In honor of Richard Petty's induction to the NASCAR Hall of Fame on Sunday, I wrote a feature story for ESPN.com about the oft-forgotten impact that The King had in terms of forever changing the model of race team sponsorship through three simple letters.
The focus of the piece was how the legendary marriage started. However, I was only able to briefly touch on the last chapter of that relationship. Specifically, how it ended. That part I experienced personally.

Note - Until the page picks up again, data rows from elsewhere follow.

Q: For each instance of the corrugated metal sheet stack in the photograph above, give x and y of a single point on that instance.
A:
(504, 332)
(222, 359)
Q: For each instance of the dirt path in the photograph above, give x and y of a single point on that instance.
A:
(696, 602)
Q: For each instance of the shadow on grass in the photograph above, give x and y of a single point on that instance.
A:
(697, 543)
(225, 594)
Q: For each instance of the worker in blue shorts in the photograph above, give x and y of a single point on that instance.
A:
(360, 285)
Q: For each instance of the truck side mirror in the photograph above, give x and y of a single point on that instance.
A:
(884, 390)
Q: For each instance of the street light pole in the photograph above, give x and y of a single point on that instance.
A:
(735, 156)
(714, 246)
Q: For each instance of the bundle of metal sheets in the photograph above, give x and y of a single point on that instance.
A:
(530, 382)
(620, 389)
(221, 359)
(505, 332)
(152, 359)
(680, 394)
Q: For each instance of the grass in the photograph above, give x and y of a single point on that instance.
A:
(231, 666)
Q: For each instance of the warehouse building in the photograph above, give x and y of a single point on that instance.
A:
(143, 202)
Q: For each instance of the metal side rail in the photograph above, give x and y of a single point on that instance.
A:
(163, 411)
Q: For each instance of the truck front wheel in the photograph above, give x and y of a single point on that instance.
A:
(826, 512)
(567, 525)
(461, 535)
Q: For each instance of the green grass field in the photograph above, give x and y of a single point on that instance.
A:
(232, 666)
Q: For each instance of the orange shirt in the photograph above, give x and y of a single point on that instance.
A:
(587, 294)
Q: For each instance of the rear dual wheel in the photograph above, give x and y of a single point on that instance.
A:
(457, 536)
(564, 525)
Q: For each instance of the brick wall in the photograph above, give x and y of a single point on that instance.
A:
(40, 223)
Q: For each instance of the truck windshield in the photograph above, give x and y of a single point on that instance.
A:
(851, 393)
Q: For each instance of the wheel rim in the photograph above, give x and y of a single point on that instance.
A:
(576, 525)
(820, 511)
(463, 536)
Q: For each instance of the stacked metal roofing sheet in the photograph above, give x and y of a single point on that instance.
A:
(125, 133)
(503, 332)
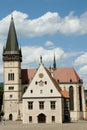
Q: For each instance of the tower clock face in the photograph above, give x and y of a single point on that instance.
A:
(41, 75)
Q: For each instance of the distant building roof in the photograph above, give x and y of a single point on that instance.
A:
(61, 74)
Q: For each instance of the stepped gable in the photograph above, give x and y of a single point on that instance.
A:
(66, 75)
(27, 75)
(60, 74)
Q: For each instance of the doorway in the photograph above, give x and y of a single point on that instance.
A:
(41, 118)
(10, 117)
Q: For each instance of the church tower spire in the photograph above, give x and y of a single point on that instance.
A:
(12, 58)
(54, 63)
(12, 47)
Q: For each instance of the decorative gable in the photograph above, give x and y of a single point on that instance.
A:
(43, 85)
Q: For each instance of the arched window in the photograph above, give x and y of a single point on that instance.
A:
(25, 89)
(71, 94)
(80, 98)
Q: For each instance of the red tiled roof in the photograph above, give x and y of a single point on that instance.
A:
(65, 94)
(66, 74)
(60, 74)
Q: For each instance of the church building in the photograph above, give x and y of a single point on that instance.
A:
(39, 95)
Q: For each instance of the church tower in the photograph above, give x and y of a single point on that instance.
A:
(12, 58)
(54, 63)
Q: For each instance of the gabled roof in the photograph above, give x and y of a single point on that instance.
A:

By the mid-'90s the cost of a primary Cup Series team sponsorship -- in simpler terms, being on the hood of the car -- began to escalate into the tens of millions. In 1999, STP, a relatively small company by modern NASCAR sponsorship scales, ended a decade and a half of passing through various mergers and acquisitions when it became part of the Clorox Company.
Petty, retired for nearly seven years, was then a team owner and the car was driven by John Andretti (his uncle Mario won the Indy 500 in 1969 with STP on the nose of his ride).
Later that year, during Labor Day weekend at Darlington, Petty held a press conference to announce that, after more than a quarter century, STP would be replaced as the primary sponsor of the famous No. 43 Pontiac. The new colors would belong to General Mills and its Cheerios brand.
Though NASCAR sponsorship numbers are rarely revealed, the General Mills sponsorship was considered to be among the largest, if not the largest, that the sport had ever seen. As I wrote in the ESPN.com story, STP's marketing budget simply would no longer allow it to keep up with the monster that it had created 28 years earlier.